Increasing the wire diameter allows more current to flow (for a given power supply voltage) BUT only if the supply can give the extra current. Ideally, wind with silver wire (costly) thus keeping the resistance low and feed as much current in as you can. Make the coil diameter as big as you can too. As many turns as you can manage also.

Bifilar winding won't help - this will be a dc solenoid with maybe a low frequency excitation and skin effect will be almost negligible - better to use two wires in series because N doubles rather than split current into two parallel paths (in effect this is just one turn still).

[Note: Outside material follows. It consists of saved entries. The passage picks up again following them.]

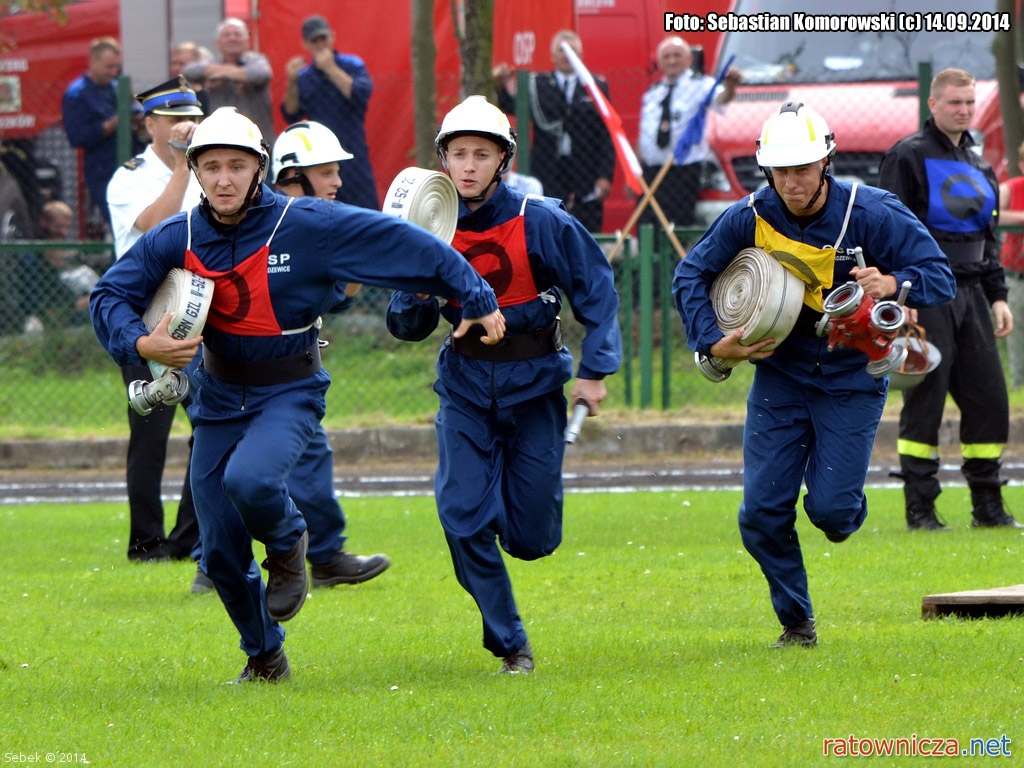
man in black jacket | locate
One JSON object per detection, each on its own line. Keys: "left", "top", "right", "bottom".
{"left": 495, "top": 30, "right": 614, "bottom": 233}
{"left": 879, "top": 67, "right": 1022, "bottom": 531}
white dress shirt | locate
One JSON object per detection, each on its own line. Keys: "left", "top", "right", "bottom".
{"left": 638, "top": 71, "right": 725, "bottom": 166}
{"left": 106, "top": 144, "right": 204, "bottom": 259}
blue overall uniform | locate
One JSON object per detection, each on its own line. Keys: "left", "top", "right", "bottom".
{"left": 91, "top": 185, "right": 499, "bottom": 659}
{"left": 387, "top": 182, "right": 621, "bottom": 658}
{"left": 674, "top": 177, "right": 955, "bottom": 628}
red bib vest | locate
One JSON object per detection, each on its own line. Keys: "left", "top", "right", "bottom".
{"left": 183, "top": 200, "right": 293, "bottom": 336}
{"left": 450, "top": 203, "right": 538, "bottom": 308}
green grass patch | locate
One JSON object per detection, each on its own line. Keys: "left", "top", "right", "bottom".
{"left": 8, "top": 290, "right": 1024, "bottom": 440}
{"left": 0, "top": 315, "right": 763, "bottom": 440}
{"left": 4, "top": 487, "right": 1023, "bottom": 765}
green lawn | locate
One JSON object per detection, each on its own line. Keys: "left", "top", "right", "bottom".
{"left": 4, "top": 487, "right": 1022, "bottom": 766}
{"left": 0, "top": 317, "right": 761, "bottom": 440}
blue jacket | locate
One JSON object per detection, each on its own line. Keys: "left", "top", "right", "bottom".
{"left": 62, "top": 74, "right": 119, "bottom": 197}
{"left": 281, "top": 51, "right": 378, "bottom": 210}
{"left": 90, "top": 185, "right": 499, "bottom": 368}
{"left": 387, "top": 182, "right": 622, "bottom": 408}
{"left": 674, "top": 177, "right": 956, "bottom": 375}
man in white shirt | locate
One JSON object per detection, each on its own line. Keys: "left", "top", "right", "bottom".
{"left": 638, "top": 36, "right": 740, "bottom": 227}
{"left": 105, "top": 76, "right": 204, "bottom": 569}
{"left": 108, "top": 77, "right": 204, "bottom": 256}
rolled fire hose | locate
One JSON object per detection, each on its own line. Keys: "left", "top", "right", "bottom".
{"left": 695, "top": 247, "right": 805, "bottom": 383}
{"left": 141, "top": 267, "right": 215, "bottom": 377}
{"left": 381, "top": 167, "right": 459, "bottom": 244}
{"left": 129, "top": 268, "right": 215, "bottom": 415}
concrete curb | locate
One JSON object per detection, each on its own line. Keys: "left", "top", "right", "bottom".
{"left": 3, "top": 417, "right": 1019, "bottom": 471}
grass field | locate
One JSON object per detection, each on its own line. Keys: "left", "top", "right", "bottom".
{"left": 6, "top": 313, "right": 1024, "bottom": 441}
{"left": 4, "top": 487, "right": 1023, "bottom": 766}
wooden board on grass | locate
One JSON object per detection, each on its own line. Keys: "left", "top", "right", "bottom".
{"left": 922, "top": 585, "right": 1024, "bottom": 619}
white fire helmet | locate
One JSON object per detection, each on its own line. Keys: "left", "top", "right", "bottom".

No force at all sounds like the bolt might be non-ferromagnetic. Simply test it with a magnet and make sure it is strongly attracted. 400-series stainless is only slightly ferromagnetic and 300-series stainless steel is almost totally non-magnetic under normal conditions.

If you sense the force is there (Luke?) but it is very weak, then keep in mind that the calculator you used assumes the total gap around the magnetic path is 1mm. If that sounds impossible to you- consider the following images from here:

(g = 1mm)

Or this one from the same site:

As you can see, the magnetic material of the core and armature forms a magnetic path that is only interrupted by a single small air gap (not counting the minimal clearance gaps required for the armature to pivot in the first image or the plunger to slide in the second image). The total reluctance around the path adds like electrical resistance, but the reluctance of the ferromagnetic materials is much lower than air, so the air gaps dominate.